O pior para aquela doce mãe era a descoberta que havia acabado de fazer sobre a filha. Como ela iria saber o tão cruel era a filha. Ela ficou em silêncio por um tempo. Foi então que, finalmente se recompondo, ela falou firme e tranquila com a garota cruel: você vai emprestar o livro agora mesmo. E me disse: você pode ficar com o livro por quanto tempo precisar. Aquilo valeu mais do que me dar o livro de presente, era tudo que uma pessoa, grande ou pequena, poderia ter a audácia de querer.
Como dar sequência agora? Eu uma menina pobre e humilde, estava pasma, ai recebi o livro em minhas mãos. Naquele momento não consegui dizer nada. Peguei aquele livro e sai devagar como se estivesse carregando tudo de mais valioso nas mãos. Quanto tempo levou até conseguir aquele tão sonhado livro.
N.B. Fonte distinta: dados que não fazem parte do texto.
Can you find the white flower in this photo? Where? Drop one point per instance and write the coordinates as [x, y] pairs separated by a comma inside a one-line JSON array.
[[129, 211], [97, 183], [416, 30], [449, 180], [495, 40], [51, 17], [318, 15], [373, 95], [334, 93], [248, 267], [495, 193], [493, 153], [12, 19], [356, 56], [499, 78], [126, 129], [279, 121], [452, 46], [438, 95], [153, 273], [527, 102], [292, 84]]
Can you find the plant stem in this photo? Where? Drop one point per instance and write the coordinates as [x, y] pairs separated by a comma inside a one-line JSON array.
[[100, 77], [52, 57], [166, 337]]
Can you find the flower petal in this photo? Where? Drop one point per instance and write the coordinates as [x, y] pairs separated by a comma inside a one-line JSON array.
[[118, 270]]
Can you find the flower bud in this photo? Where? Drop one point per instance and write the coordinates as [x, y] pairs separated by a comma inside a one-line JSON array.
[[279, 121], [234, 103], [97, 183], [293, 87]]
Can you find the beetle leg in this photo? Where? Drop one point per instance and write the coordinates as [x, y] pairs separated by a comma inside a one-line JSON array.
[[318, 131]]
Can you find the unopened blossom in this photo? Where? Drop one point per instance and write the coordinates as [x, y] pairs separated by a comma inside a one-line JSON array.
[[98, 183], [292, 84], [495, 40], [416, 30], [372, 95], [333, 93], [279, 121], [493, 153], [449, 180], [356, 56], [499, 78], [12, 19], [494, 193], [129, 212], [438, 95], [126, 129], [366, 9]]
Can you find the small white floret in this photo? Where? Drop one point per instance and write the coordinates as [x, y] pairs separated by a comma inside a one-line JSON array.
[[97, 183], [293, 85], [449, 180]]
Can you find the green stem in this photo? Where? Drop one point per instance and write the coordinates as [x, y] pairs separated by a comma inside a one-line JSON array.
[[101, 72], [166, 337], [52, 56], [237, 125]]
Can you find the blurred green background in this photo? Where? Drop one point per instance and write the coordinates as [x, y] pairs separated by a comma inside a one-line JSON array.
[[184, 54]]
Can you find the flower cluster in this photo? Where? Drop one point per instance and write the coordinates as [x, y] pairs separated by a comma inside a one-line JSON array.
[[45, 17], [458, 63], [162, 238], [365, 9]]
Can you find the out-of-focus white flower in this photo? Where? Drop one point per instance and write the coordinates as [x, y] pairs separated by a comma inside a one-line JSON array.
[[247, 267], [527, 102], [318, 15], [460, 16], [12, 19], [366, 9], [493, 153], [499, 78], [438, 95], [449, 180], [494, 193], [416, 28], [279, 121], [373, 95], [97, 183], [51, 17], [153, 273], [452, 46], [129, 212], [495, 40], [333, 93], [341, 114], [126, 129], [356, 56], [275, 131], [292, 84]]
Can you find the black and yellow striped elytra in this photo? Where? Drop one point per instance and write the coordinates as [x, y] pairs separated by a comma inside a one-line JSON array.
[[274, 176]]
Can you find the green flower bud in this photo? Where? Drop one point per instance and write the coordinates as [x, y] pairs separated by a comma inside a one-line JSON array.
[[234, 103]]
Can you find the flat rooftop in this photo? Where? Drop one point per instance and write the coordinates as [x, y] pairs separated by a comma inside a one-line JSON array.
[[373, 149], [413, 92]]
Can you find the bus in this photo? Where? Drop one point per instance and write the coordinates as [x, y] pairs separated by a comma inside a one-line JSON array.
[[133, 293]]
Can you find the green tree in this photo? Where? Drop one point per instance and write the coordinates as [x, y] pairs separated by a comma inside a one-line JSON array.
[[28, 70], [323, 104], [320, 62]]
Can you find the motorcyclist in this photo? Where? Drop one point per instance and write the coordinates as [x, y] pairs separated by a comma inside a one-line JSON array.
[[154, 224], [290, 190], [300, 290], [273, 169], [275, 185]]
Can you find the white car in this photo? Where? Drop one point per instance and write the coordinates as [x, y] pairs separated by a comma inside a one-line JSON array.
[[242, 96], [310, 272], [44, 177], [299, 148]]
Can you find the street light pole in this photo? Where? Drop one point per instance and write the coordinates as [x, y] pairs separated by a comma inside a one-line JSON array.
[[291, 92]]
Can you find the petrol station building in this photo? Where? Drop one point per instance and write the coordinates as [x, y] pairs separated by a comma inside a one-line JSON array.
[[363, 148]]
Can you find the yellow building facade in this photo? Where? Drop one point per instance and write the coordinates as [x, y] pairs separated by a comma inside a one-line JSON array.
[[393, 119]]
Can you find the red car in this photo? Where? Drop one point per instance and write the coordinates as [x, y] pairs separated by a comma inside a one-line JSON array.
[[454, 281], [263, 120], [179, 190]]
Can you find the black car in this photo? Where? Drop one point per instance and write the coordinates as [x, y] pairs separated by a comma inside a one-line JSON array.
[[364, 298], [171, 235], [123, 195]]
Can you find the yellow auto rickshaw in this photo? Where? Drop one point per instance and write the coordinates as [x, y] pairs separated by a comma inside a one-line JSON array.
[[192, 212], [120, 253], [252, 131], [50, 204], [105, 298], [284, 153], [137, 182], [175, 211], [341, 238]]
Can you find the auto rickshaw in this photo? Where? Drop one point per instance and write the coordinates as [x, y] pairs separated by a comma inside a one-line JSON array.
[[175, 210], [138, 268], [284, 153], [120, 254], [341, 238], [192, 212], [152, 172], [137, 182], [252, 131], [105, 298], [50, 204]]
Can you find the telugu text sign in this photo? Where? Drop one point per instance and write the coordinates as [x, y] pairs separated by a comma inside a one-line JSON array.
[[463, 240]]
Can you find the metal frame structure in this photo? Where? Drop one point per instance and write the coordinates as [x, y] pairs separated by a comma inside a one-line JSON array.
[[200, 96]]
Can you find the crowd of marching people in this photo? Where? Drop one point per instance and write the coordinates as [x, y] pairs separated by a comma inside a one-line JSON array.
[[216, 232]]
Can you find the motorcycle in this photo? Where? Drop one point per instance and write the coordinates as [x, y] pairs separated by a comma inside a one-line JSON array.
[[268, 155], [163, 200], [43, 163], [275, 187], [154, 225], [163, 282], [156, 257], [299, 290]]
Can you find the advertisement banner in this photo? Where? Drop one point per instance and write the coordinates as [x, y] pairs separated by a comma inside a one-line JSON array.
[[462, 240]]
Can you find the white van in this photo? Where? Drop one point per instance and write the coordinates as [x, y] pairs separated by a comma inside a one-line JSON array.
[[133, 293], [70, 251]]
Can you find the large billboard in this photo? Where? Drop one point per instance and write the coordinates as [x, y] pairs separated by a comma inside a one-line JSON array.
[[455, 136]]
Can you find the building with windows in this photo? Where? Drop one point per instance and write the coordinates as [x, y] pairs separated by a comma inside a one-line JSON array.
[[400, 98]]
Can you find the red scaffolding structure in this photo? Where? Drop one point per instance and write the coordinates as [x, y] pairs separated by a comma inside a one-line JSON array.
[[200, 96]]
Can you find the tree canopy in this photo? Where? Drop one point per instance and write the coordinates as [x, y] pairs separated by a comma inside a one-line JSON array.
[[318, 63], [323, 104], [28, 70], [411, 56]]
Quando cheguei em casa, não fui logo ler. Fingi que não o tinha pegado o livro ainda. Só para mais tarde ter a alegria de o ter. Horas depois comecei a ler algumas linhas maravilhosas e parei. Fiquei adiando a leitura só para ter a emoção de ler cada traço daquele livro. Criava as mais falsas dificuldades para aquela coisa toda clandestina chamada felicidade. A tal felicidade sempre seria clandestina para mim. Parece que eu já sabia. Como demorei! Vivia a sonhar. Eu era uma jovem a fantasiar.
Às vezes sentava-me na rede, pensando com o livro aberto no colo em êxtase.
Não era apenas uma menina com um livro: era uma jovem a sonhar.